Déchirée, émiettée, foulée aux pieds par certains, elle n’a pas bonne presse depuis que le mouvement « woke » a récusé l’idéal universaliste des Lumières, et l’horizon philosophique dans lequel j’ai moi-même grandi. Dans les années 70-80, et pour combattre l’homophobie, le racisme, pour défendre les minorités opprimées ou la cause des femmes…, il était évident parmi nous qu’il convenait, contre toutes les discriminations, d’affirmer l’universalité des conditions et de ne rien céder sur leur foncière égalité (d’où découlerait la fraternité, et la reconnaissance des différences).

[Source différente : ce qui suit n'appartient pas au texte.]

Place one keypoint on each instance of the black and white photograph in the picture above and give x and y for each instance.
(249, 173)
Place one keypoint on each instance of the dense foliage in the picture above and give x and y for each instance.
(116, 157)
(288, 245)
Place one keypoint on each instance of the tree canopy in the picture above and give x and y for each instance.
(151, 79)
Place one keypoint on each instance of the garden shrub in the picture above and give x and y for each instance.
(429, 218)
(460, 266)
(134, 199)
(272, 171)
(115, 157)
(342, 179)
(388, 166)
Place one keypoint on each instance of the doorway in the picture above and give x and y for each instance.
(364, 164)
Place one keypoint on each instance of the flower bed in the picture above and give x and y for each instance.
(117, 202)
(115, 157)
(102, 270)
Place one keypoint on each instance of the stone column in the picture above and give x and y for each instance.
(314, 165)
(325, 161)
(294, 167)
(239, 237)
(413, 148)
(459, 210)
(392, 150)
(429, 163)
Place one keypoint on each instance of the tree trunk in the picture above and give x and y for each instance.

Ce rappel à l’universel n’était certes pas évident à démontrer, puisque nulle part on n’observe la tant désirée « égale dignité » des personnes. On ne peut que revendiquer celle-ci comme un idéal à réaliser, à défaut de la constater. Dans le monde moral comme en géométrie, où les cercles et les droites que nous traçons ne respectent pas empiriquement leurs définitions théoriques, l’universel ne se laisse nulle part observer ; il demeure une exigence de la raison, un horizon idéal vers lequel tendre, et non une donnée factuelle déjà accomplie. Mais c’était un motif de plus pour s’en réclamer ou, dirait un kantien, le postuler. Notre raison connaît des vérités auxquelles, laissées à elles-mêmes, nos perceptions n’accèdent pas.

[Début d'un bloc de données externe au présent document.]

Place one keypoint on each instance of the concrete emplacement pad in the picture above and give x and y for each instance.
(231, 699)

Arc-boutés sur ce partage fondateur entre d’une part la loi morale en nous (et, ajoutait Kant, le ciel étoilé au-dessus de nos têtes), et d’autre part les accidents et tribulations du monde empirique, des générations de professeurs de philosophie se faisaient forts d’élever les jeunes consciences aux puissances et aux prestiges de l’idéal. La chute des corps ou la trajectoire du boulet de canon calculées par Galilée ne vérifiaient pas dans leur course la pureté de sa prédiction ? Pourtant c’est en s’accrochant aux idéalités mathématiques, malgré les démentis de l’expérience, que l’illustre promoteur de la physique classique ouvrait un boulevard à notre monde scientifique et technique, tendu vers la rigueur et la précision… « Que nul n’entre ici s’il n’est géomètre » : de Platon à Kant, l’exigence d’un monde idéal n’aura cessé de redresser le regard philosophique vers le ciel.

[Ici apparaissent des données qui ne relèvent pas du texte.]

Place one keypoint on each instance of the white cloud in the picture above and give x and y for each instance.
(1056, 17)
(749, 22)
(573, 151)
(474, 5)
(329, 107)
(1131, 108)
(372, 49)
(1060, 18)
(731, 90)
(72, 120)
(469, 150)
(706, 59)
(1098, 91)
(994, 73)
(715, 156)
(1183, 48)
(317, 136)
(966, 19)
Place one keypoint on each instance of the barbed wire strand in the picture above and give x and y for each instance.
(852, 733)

Ou pour le dire d’un mot, grec : dans le logos se rencontraient à la fois le langage, le calcul et la raison. Philosopher c’était logon dounai, rendre raison ou argument pour argument, et c’est ainsi (et seulement ainsi) qu’un horizon de pacification s’ouvrait pour cette humanité que nous avons en partage, l’espèce des animaux parlants et doués dans cette mesure d’un minimum de sens commun. Enseigner la philosophie s’identifiait à ce chemin de lumière (et des philosophes des Lumières) au terme duquel les hommes, aimantés par cet idéal universaliste, ne pourraient que tomber d’accord ― tant pis pour toi Calliclès, dégage Gorgias !

La montée de l’individualisme, et son moteur le néo-libéralisme qui ne cesse de ronger ou d’attaquer les institutions garantes d’une certaine égalité entre les hommes (au premier rang desquelles notre école laïque et républicaine), les revendications parallèles des cultures qui, dans l’universalisme jadis postulé, ne voient que le rouleau compresseur du colonialisme et de l’ethnocentrisme, et revendiquent fièrement leurs irréductibles différences…, tout ce soulèvement, qui a brandi avec Derrida mais aussi Deleuze, Foucault ou Judith Butler le mot d’ordre de la déconstruction, ont morcelé de mille façons notre paysage.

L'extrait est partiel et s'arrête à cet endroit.